After those accelerations Bardet was, to put it in common parlance, “swinging” and eventually cracked on the final climb to the Portet. But it was enough to trouble Froome too. Able to respond to Primoz Roglic’s first accelerations, he was finally distanced when Thomas and the Slovenian followed Tom Dumoulin’s lead, two kilometres from the finish.
Afterwards Froome remained unflappable. “I’m happy just to be in the position I’m in,” he said. “I’ve won the last three Grand Tours I’ve done now. I’ll still fight for the podium.”
And yet, the race is not over. The final mountain stage on Friday could prove to be a final hurrah for Froome, Bardet, Roglic, Nairo Quintana, or any combination of those names. In another long day of mammoth climbs, that takes in the beyond category ascents of the Col du Tourmalet and Col d’Aubisque, fatigue, stress and anxiety will peak.
Thomas finally acknowledged on Wednesday night that he was in “a good position” before adding: “But I am not going to change my approach. I’m going to take it day by day. As soon as you start getting carried away, that’s when it goes downhill.”
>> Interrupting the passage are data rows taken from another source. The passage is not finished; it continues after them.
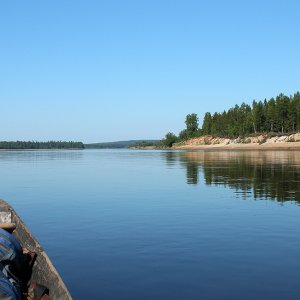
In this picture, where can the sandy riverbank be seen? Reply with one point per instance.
(262, 142)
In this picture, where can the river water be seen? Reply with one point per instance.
(129, 224)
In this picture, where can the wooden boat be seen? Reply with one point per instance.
(43, 272)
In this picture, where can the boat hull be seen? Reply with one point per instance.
(43, 271)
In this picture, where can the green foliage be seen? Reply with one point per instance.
(192, 123)
(18, 145)
(275, 116)
(169, 140)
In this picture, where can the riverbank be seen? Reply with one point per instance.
(261, 142)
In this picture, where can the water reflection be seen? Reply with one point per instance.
(267, 175)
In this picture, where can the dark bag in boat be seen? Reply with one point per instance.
(11, 262)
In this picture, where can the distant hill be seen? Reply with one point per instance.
(119, 144)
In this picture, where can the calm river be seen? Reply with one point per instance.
(159, 225)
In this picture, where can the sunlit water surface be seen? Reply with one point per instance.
(124, 224)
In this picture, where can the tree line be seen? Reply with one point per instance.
(277, 115)
(18, 145)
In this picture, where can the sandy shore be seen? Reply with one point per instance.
(252, 146)
(261, 142)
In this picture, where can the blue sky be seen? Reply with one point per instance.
(116, 70)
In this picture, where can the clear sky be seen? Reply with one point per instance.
(115, 70)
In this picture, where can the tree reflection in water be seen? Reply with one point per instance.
(264, 174)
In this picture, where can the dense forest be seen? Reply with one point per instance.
(277, 115)
(18, 145)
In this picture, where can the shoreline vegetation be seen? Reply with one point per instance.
(268, 124)
(34, 145)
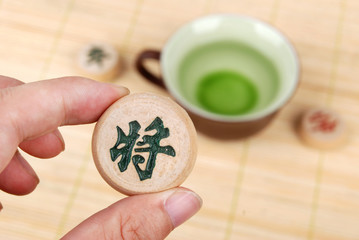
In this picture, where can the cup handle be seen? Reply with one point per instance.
(141, 68)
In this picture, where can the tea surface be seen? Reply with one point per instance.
(226, 92)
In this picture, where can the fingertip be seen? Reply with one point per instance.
(18, 177)
(181, 205)
(46, 146)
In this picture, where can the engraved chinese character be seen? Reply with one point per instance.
(153, 147)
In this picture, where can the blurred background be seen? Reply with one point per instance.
(270, 186)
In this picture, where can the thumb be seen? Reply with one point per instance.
(149, 216)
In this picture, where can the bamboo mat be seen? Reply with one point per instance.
(270, 186)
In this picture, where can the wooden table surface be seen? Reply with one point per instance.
(270, 186)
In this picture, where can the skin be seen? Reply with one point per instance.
(31, 114)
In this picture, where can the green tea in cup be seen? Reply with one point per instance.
(231, 73)
(227, 77)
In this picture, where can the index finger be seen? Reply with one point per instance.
(34, 109)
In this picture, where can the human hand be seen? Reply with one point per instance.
(30, 115)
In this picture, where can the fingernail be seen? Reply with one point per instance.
(181, 205)
(27, 167)
(123, 91)
(61, 139)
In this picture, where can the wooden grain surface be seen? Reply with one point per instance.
(270, 186)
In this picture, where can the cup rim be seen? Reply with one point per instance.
(274, 107)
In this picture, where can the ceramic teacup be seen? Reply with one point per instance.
(231, 73)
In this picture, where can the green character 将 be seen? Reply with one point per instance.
(154, 148)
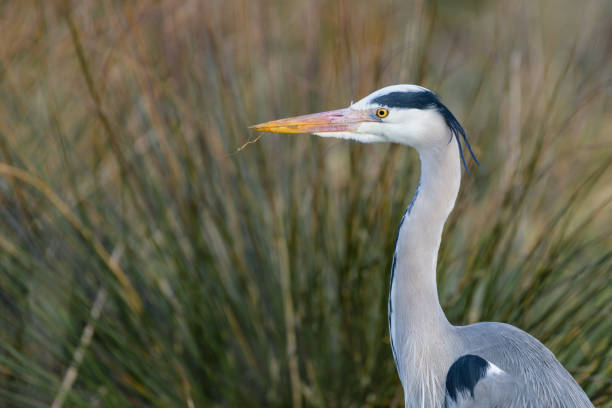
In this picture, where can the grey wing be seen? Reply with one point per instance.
(527, 360)
(473, 382)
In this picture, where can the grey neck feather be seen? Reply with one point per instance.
(418, 324)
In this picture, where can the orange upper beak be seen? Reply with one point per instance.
(341, 120)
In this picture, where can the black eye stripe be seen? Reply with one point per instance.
(382, 112)
(408, 100)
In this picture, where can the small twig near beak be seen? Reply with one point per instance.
(248, 142)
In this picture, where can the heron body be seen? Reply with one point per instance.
(479, 365)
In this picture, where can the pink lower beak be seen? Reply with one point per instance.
(340, 120)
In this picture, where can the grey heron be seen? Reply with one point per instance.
(484, 364)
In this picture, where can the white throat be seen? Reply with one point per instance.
(417, 323)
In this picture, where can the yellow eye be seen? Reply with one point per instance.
(382, 112)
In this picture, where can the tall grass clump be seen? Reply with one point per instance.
(144, 262)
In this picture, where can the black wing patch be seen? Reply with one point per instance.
(464, 374)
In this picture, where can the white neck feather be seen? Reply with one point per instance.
(418, 325)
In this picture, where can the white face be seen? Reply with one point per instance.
(414, 127)
(396, 114)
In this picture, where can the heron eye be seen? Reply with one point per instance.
(382, 112)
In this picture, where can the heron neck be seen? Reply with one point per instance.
(414, 289)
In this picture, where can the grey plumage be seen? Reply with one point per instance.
(520, 371)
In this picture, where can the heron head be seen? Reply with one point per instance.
(405, 114)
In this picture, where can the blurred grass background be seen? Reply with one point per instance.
(144, 263)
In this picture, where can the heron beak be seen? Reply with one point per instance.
(341, 120)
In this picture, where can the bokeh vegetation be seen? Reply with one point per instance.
(143, 262)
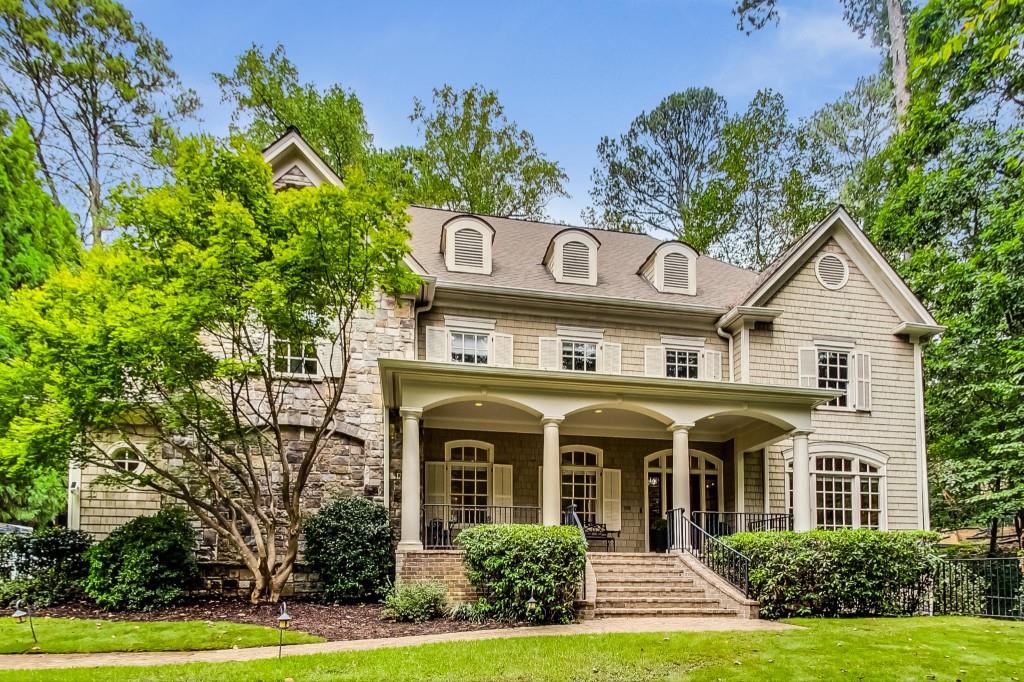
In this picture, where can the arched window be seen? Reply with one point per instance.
(847, 484)
(581, 480)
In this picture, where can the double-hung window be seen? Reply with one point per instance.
(579, 355)
(294, 357)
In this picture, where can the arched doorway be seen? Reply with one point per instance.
(707, 492)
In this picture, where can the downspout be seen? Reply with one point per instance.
(727, 336)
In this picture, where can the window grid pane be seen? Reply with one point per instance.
(681, 364)
(580, 355)
(834, 372)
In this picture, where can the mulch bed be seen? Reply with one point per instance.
(330, 622)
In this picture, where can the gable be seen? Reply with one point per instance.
(840, 228)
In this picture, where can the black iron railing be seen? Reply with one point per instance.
(727, 523)
(441, 523)
(570, 517)
(731, 565)
(990, 586)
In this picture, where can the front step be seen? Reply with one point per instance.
(650, 585)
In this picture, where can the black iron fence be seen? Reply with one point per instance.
(708, 549)
(727, 523)
(990, 586)
(441, 523)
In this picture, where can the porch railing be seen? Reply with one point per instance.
(727, 523)
(731, 565)
(441, 523)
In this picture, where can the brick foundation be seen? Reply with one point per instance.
(438, 566)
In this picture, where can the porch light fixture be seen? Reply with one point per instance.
(284, 621)
(19, 615)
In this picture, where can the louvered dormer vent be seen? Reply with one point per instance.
(576, 261)
(469, 249)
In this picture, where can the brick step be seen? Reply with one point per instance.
(656, 602)
(700, 611)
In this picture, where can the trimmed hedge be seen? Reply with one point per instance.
(146, 563)
(46, 567)
(348, 544)
(837, 572)
(512, 563)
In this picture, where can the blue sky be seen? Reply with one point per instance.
(567, 71)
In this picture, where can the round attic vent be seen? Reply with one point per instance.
(832, 270)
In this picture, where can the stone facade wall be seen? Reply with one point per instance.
(858, 312)
(442, 566)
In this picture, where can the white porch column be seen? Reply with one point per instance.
(411, 519)
(681, 466)
(801, 482)
(551, 499)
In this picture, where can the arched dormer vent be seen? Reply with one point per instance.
(466, 243)
(571, 257)
(672, 268)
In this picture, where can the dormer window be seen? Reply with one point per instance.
(571, 257)
(672, 268)
(466, 244)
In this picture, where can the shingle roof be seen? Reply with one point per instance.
(518, 250)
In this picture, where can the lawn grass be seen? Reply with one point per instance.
(935, 648)
(86, 635)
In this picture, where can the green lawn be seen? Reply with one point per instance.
(939, 648)
(76, 636)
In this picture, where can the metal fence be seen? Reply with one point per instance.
(441, 523)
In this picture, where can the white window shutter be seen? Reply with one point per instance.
(611, 499)
(436, 339)
(712, 370)
(862, 376)
(503, 350)
(611, 356)
(436, 483)
(548, 352)
(502, 496)
(809, 368)
(653, 360)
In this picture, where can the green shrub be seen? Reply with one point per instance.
(513, 563)
(348, 543)
(415, 602)
(146, 563)
(837, 572)
(46, 567)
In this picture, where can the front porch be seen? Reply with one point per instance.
(505, 445)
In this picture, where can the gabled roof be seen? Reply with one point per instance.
(839, 225)
(291, 152)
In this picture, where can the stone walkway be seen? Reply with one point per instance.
(599, 626)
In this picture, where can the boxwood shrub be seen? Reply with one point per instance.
(146, 563)
(512, 563)
(838, 572)
(348, 544)
(45, 568)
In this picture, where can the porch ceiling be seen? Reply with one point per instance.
(531, 394)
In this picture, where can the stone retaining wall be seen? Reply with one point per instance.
(438, 566)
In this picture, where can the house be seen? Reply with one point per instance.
(542, 366)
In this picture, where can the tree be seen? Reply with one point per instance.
(35, 235)
(841, 139)
(884, 20)
(765, 195)
(268, 98)
(474, 160)
(96, 89)
(951, 223)
(169, 340)
(652, 177)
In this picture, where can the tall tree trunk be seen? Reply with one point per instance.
(898, 57)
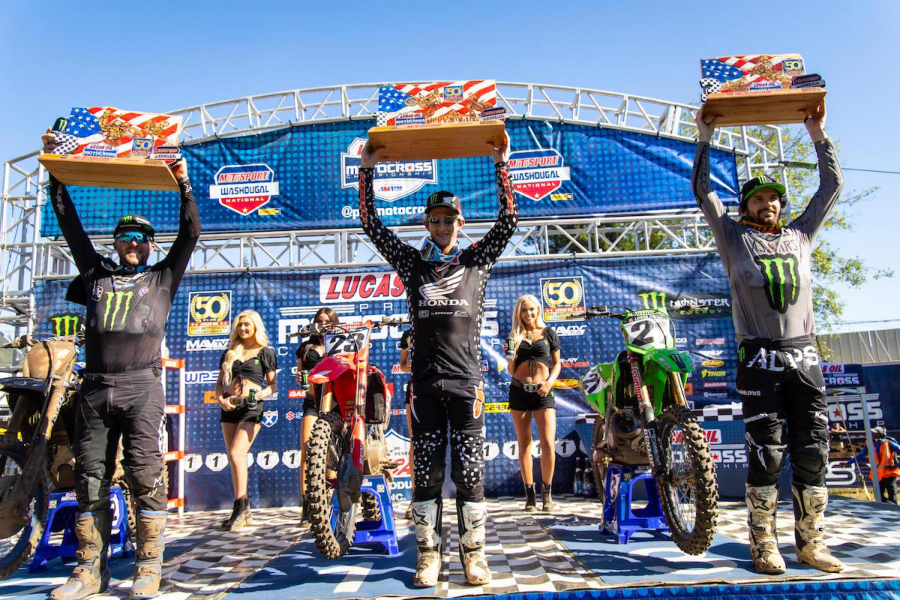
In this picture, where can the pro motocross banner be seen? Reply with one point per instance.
(306, 177)
(206, 306)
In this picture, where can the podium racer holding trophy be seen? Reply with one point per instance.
(779, 377)
(128, 305)
(445, 291)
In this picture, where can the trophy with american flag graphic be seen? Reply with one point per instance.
(447, 119)
(759, 89)
(107, 147)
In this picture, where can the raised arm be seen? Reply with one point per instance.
(831, 180)
(491, 246)
(394, 250)
(188, 226)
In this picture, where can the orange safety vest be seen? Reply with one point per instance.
(885, 461)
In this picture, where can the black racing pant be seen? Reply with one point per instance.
(127, 405)
(438, 406)
(888, 487)
(780, 383)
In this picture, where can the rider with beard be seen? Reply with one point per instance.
(128, 305)
(445, 292)
(779, 378)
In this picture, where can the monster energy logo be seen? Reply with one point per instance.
(114, 304)
(782, 280)
(65, 324)
(654, 300)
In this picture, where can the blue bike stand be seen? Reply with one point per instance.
(619, 519)
(378, 532)
(62, 509)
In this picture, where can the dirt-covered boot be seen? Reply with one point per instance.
(427, 518)
(762, 502)
(91, 574)
(472, 519)
(530, 498)
(809, 529)
(547, 497)
(149, 555)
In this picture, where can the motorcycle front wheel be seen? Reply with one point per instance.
(20, 542)
(332, 528)
(688, 491)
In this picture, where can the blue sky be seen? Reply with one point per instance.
(57, 55)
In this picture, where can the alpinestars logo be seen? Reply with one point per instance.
(116, 303)
(435, 294)
(782, 280)
(65, 324)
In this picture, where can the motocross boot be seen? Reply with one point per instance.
(809, 529)
(427, 518)
(150, 546)
(761, 508)
(91, 574)
(472, 517)
(240, 517)
(547, 498)
(530, 498)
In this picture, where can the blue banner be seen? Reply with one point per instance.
(306, 177)
(206, 305)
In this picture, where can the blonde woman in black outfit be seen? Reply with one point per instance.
(534, 364)
(309, 354)
(248, 364)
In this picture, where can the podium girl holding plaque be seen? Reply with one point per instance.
(532, 351)
(246, 378)
(128, 304)
(445, 292)
(779, 377)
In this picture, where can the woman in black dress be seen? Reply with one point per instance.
(248, 365)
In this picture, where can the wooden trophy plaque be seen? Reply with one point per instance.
(759, 89)
(107, 147)
(438, 120)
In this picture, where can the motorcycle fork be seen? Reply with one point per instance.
(646, 414)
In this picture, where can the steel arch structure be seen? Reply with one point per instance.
(26, 257)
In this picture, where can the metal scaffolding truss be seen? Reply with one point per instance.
(25, 257)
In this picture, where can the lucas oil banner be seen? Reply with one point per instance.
(206, 306)
(307, 176)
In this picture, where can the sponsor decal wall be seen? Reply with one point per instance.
(206, 305)
(307, 176)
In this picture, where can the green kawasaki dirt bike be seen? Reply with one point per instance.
(645, 420)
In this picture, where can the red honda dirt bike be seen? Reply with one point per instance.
(347, 440)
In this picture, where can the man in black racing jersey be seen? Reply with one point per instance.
(128, 305)
(445, 292)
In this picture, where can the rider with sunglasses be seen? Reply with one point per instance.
(445, 292)
(128, 304)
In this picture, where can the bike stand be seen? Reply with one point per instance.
(618, 517)
(378, 532)
(61, 518)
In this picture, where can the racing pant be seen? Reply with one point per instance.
(131, 406)
(437, 406)
(780, 383)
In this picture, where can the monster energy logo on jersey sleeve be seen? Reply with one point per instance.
(117, 303)
(782, 280)
(65, 324)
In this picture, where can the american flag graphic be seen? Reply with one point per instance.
(429, 100)
(729, 68)
(119, 128)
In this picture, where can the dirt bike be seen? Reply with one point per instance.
(347, 440)
(43, 456)
(645, 420)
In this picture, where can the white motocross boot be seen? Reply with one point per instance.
(427, 517)
(809, 529)
(472, 519)
(761, 507)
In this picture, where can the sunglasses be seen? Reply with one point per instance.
(448, 220)
(133, 236)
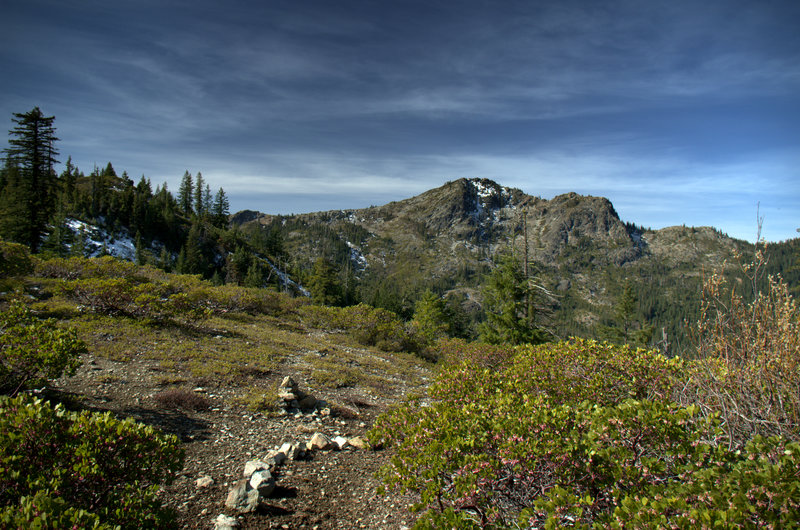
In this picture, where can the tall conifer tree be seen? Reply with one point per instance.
(33, 154)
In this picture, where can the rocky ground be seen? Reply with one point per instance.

It is downhill all the way on Friday for the finish in Laruns, sited at the foot of the mighty climb of the Aubisque. Only then, once he has survived the Pyrenees with his lead intact, can Thomas start to count his chickens. Behind him, with less than a minute separating Froome, Dumoulin and Roglic, the battle for the podium positions will be intense. The Welshman has to make sure he does not get caught in the crossfire.
Wiggle High5 to fold
British-registered women’s cycling team Wiggle High5 will not return in 2019, owner Rochelle Gilmore has announced. The team, which launched in 2013 and employs 17 riders plus 14 full-time members of staff, had reportedly been struggling to find a title sponsor for next season.
“Thank you to all the athletes, staff, partners and especially the fans that got behind the team when we registered back in 2013 and all the way through those six years,” Gilmore said. “It’s been fantastic and we couldn’t have done it without each other.”
Closure of the team leaves British sisters Lucy and Grace Garner to find a new home, while Scotland’s Olympic track champion Katie Archibald also rides for the team when competing on the road. Two of the team’s biggest names, Elisa Longo Borghini and Audrey Cordon-Ragot, have been linked with a move to join Lizzie Deignan in the newly-formed Trek squad.